沖縄経済へ波及期待 東証最高値 県内投資家 活発に 投資先、中国から日本へ 3万9098円68銭を付けた日経平均株価の終値を示すモニター=22日午後、東京都中央区
この記事を書いた人 Avatar photo 琉球新報朝刊

 日経平均株価がバブル経済期だった1989年12月29日の水準を上回って史上最高値を付けたことに、県内経済関係者から県経済への波及効果を期待する声が上がった。関係者によると、株式相場の上昇に県内投資家の動きも活発化した。一方で実体経済とは離れた値動きとの分析もあり「すぐに影響はないだろう」と冷静な見方もあった。

 株高について、県経営者協会の金城克也会長は「朗報」と受け止めた上で「上場企業が少なく、輸出型産業も乏しくて円安の恩恵を受けにくい沖縄だが、株高による日本経済全体の成長で沖縄経済に好影響をもたらしてほしい」と期待した。

 沖縄経済同友会の渕辺美紀代表幹事は「低迷続きだった日本には明るいニュースだ。世界での投資先だった中国への流れが今、日本に来ている」と肯定的に受け止めた。一方で、沖縄は中小零細企業が大部分を占めるため「投資家以外、あまり実感がないのでは」とも。今後について「企業の価値や収益、消費マインドの増加につながる循環に期待したい」と話した。

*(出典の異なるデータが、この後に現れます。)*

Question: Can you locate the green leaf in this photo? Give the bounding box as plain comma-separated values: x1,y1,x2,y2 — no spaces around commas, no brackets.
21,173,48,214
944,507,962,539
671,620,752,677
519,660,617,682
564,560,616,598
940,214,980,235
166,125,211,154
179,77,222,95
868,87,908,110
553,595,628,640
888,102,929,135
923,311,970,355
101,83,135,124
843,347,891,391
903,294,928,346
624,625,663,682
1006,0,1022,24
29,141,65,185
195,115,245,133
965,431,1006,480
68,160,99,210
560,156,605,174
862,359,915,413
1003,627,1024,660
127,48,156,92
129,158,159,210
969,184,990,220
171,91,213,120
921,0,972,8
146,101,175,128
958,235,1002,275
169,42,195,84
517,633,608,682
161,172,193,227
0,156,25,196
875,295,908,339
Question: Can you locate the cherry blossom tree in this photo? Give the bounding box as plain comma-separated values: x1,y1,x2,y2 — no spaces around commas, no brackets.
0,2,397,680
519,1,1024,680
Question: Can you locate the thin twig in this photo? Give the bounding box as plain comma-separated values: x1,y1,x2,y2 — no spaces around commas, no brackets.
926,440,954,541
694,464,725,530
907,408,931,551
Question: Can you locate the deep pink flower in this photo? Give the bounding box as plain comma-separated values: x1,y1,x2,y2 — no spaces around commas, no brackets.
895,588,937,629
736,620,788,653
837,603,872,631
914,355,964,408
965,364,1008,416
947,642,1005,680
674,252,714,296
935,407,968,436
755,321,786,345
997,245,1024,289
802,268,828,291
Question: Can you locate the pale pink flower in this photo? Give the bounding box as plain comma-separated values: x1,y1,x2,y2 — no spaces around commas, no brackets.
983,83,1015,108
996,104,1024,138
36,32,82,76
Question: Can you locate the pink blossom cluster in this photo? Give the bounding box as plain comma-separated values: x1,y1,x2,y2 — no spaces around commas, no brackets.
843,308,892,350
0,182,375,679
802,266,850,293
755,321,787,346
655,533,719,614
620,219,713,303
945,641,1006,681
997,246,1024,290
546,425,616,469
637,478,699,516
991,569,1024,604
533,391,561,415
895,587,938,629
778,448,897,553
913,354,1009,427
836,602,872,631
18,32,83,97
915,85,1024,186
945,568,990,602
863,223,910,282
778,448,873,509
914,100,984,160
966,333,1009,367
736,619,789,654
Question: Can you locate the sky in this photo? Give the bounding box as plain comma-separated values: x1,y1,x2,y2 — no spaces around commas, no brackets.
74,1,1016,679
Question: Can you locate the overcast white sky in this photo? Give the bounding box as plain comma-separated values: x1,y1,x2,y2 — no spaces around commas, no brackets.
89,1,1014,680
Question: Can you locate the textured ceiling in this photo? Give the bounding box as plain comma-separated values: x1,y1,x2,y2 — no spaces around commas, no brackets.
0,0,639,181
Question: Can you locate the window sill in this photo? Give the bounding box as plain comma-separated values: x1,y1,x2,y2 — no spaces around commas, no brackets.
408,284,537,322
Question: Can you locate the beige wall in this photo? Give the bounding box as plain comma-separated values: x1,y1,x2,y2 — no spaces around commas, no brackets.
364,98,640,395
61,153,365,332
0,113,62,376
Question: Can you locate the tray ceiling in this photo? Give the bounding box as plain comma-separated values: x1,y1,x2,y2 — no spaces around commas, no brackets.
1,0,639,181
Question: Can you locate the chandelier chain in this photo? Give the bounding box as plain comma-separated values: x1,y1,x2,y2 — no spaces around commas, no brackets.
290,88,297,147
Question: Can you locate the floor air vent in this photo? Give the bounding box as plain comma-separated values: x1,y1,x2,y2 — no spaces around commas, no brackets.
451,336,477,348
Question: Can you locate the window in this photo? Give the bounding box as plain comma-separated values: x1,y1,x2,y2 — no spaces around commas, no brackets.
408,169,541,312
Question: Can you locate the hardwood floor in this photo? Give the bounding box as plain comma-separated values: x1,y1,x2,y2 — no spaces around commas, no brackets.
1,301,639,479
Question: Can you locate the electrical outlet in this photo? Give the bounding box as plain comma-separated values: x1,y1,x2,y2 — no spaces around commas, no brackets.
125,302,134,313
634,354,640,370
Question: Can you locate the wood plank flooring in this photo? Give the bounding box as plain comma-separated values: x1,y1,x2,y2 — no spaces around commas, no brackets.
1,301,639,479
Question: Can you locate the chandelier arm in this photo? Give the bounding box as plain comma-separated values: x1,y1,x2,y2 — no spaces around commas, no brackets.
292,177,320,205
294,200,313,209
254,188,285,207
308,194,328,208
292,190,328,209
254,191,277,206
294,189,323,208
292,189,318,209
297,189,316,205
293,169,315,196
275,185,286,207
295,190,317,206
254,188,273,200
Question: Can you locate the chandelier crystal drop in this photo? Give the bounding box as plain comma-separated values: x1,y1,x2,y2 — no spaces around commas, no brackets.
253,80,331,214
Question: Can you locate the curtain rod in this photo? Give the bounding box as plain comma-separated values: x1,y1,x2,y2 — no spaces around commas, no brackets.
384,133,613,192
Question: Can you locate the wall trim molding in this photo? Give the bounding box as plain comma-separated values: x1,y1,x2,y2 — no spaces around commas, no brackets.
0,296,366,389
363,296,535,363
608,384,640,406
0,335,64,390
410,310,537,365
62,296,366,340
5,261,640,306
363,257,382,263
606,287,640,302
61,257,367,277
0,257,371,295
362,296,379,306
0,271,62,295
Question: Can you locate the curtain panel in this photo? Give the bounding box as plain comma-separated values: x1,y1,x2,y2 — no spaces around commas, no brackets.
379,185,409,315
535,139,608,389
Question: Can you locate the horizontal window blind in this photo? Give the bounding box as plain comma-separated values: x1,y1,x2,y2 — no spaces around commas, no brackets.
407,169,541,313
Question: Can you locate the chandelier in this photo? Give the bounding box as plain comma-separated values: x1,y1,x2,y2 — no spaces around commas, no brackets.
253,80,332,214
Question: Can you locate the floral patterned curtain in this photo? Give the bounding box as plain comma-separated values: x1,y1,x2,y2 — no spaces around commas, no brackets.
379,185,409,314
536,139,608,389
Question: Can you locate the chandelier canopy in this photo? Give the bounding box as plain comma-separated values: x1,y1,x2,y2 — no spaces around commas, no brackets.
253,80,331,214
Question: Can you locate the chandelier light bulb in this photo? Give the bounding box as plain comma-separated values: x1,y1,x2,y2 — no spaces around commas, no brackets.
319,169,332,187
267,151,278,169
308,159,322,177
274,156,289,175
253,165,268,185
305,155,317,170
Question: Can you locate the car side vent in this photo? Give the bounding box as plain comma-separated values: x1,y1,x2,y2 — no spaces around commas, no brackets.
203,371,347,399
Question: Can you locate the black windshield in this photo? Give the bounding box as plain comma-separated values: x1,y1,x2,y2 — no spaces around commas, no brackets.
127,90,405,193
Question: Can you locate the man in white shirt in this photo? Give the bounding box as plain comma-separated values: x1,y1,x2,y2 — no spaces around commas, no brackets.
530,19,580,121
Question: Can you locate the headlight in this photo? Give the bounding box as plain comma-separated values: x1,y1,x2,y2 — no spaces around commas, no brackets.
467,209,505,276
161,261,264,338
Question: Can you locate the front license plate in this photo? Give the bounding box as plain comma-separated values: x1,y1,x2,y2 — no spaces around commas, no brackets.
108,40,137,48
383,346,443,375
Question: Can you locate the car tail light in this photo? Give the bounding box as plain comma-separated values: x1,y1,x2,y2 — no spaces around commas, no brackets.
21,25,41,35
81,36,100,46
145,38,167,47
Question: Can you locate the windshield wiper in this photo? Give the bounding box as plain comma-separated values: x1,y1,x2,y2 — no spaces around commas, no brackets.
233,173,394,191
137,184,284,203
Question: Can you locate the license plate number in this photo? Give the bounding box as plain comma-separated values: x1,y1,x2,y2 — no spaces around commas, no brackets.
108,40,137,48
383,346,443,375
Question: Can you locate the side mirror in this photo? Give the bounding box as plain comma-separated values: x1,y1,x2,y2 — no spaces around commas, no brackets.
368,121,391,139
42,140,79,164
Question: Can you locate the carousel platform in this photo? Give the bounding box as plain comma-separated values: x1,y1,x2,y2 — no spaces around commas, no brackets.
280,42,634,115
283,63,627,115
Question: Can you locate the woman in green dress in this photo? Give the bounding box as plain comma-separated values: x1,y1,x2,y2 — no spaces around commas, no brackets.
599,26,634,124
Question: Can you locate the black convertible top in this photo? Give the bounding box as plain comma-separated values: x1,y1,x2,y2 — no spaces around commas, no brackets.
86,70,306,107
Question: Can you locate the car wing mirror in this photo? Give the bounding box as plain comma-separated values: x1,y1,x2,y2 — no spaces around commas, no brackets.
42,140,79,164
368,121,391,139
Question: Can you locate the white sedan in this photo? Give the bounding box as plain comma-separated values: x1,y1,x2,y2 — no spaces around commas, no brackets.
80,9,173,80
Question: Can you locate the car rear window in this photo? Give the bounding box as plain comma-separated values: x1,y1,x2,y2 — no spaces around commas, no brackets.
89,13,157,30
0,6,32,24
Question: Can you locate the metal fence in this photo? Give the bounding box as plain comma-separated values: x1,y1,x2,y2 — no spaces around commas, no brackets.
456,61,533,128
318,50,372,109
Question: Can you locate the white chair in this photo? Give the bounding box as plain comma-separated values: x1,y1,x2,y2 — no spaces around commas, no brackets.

 りゅうぎん総合研究所の武田智夫常務は政府が発表した2月の月例経済報告で景気判断が引き下げられたことに触れ「米国市場に引っ張られての上げ方だろう。国内の実体経済とは離れた動きだ。県外企業は含み益が増える。それを背景に沖縄への投資の余地は出るかもしれないが、直接的な影響はそれほどないと思う」と分析した。

 この日の値動きに県内の投資家も反応した。県内の証券会社支店には問い合わせが増え、電話がかかりにくい状況に。関係者によると、史上最高値を受けて県内でも投資意欲が旺盛になっているという。